I'm not sure how it ended. Last news I can find is that they were continuing the investigation one month later.[1]

[0] https://www.garanteprivacy.it/web/guest/home/docweb/-/docweb...

[1] https://www.garanteprivacy.it/home/docweb/-/docweb-display/d...


Interestingly, the Information Commissioner's Office calls it "Consent or pay" instead of "Pay to Reject". Or is this another model?

https://ico.org.uk/about-the-ico/media-centre/news-and-blogs...


A protection racket for surveillance, geniuses. How about, I don’t give a shit about your publication?


I know it existed and did not work but I would like to have micro transactions setup on publications. It would be great to just deposit $N to go and read an article without the burden of having a subscription.


I'm holding out some hope that EU regulatory action will be swift and severe to act as a deterrent. These "accept or pay" walls are clearly against the spirit and likely against the letter of GDPR.

> 4. When assessing whether consent is freely given, utmost account shall be taken of whether, inter alia (among other things), the performance of a contract, including the provision of a service, is conditional on consent to the processing of personal data that is not necessary for the performance of that contract.

https://gdpr-info.eu/art-7-gdpr/

> Consent should not be regarded as freely given if the data subject has no genuine or free choice or is unable to refuse or withdraw consent without detriment.

https://gdpr-info.eu/recitals/no-42/


I don’t understand why legislation is passed that is this clear on something but then it’s not enforced?

Unenforced regulation is even worse than no regulation because it makes it very unclear what the regulation actually is.

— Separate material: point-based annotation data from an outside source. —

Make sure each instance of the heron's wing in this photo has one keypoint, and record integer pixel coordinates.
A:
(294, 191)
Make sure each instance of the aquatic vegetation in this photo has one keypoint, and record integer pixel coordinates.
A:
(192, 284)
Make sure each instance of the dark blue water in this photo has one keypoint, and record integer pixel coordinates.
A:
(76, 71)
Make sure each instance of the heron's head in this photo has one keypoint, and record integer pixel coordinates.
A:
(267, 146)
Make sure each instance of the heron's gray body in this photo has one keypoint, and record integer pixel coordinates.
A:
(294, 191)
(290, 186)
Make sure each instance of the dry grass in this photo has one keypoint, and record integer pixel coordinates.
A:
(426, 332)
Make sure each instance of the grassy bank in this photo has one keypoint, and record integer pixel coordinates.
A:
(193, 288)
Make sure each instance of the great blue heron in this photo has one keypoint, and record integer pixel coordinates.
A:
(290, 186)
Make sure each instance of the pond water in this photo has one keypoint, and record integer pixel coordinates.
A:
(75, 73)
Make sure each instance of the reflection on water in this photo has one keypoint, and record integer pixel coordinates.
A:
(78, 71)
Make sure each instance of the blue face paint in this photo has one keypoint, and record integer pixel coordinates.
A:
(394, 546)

Worst case it forces the actors on the market to all be in violation because it’s such a competitive disadvantage to comply unless everyone does. This regulation is supposed to (I hope) make non-tracking ads more profitable because advertisers simply can’t show tracking ads. But if half the sites still show tracking ads then the revenue from displaying dumb ads will be next to nothing.


The EU Data Protection Board ruled that Meta's similar proposal is illegal under GDPR. Forced consent is not consent.

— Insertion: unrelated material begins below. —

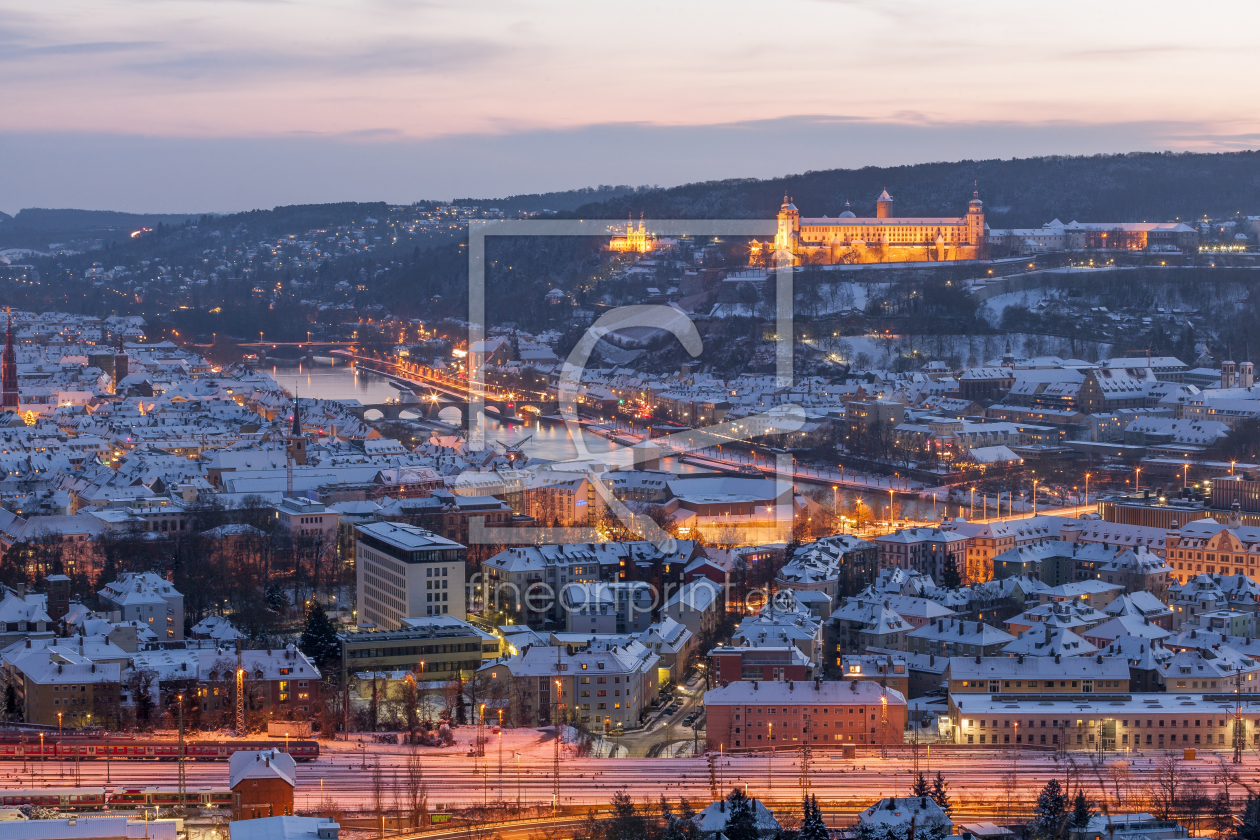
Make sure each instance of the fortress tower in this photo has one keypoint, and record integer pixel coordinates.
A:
(883, 205)
(975, 219)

https://noyb.eu/en/statement-edpb-pay-or-okay-opinion


Was there any sanction? Or is it just an EU level ruling guiding national bodies going forward?

Because the problem isn’t that the regulation is vague or that EU level bodies don’t interpret them, it’s that there aren’t any big fines handed out. Like in this case you’d have low-ish first fine and then if they repeat the offense it should be the max X% of global revenue right away.


Great.

Maybe next they'll adopt micropayment systems.

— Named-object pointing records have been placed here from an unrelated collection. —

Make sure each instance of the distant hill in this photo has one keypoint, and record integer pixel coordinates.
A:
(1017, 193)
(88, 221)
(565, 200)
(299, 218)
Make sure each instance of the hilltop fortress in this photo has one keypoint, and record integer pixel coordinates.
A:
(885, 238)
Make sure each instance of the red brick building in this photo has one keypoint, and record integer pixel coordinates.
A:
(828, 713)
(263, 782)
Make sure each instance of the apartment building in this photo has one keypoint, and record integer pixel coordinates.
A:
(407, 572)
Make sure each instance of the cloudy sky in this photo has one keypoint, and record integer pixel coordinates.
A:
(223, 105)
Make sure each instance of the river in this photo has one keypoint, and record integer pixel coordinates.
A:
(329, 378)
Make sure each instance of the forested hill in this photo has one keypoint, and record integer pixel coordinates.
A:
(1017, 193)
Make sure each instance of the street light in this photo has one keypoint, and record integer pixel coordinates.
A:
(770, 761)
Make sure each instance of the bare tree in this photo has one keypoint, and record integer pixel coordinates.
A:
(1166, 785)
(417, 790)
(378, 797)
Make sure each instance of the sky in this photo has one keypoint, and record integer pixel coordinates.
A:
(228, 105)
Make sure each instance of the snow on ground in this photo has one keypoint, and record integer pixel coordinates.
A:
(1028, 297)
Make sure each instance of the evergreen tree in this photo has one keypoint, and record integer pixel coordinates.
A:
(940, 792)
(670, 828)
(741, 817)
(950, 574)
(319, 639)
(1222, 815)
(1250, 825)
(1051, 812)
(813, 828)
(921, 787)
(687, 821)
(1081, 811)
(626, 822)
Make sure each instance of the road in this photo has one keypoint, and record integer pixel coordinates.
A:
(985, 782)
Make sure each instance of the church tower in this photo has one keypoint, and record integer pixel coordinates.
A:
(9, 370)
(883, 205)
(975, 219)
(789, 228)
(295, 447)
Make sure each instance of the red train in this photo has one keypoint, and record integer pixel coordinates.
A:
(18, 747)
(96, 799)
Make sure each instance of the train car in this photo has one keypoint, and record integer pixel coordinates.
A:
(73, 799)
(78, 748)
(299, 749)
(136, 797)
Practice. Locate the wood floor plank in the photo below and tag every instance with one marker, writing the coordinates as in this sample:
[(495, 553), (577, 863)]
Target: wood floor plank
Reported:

Paywalls are OK. People need to be paid for their work. Paying for the pleasure of not being surveilled upon - not so much.


Yeah no. I can pay for news and you can even put friendly ads in the news if it makes it cheaper.

I’ll do no business with anyone who does the “pay with money or with your info” business model. And I’ll keep reading their news for free while they contemplate their business model further.


AHAHAHAHAHAHAHAHAH


so .. pay or see ads. then adblockers are instantly outlawed.


You still see ads even if you pay. Just not targeted ones. Yes, really...


sounds like ryanair for content. one of my early (non-starter) startup plays was going to use a similar technology but instead of pay to reject, you'd get a login that came as a customer benefit for buying certain higher end products.

e.g. buy a tesla or fancy sunglasses and it comes with access to paywalled articles from mainstream publishers. idea being products can differentiate by extending their brand experience to other platforms, where a new mercedes should come with some basket of economist, wsj, and FT subscriptions the way you get the first year of satellite radio.

I don't know what product connection The Sun's content would be good for, maybe aftermarket rims or if there were a royal warrant holder for stab vests, but the model may still apply for some future startup.

the business was to bulk buy content access from publishers and sell the access to retail brands via the portal/app to bundle for their customers with their products. This idea of, "we're going to make it insufferable, but you can make it just more sufferable by paying," is like discount airlines, HP's printer business, and I guess legacy media is there now too.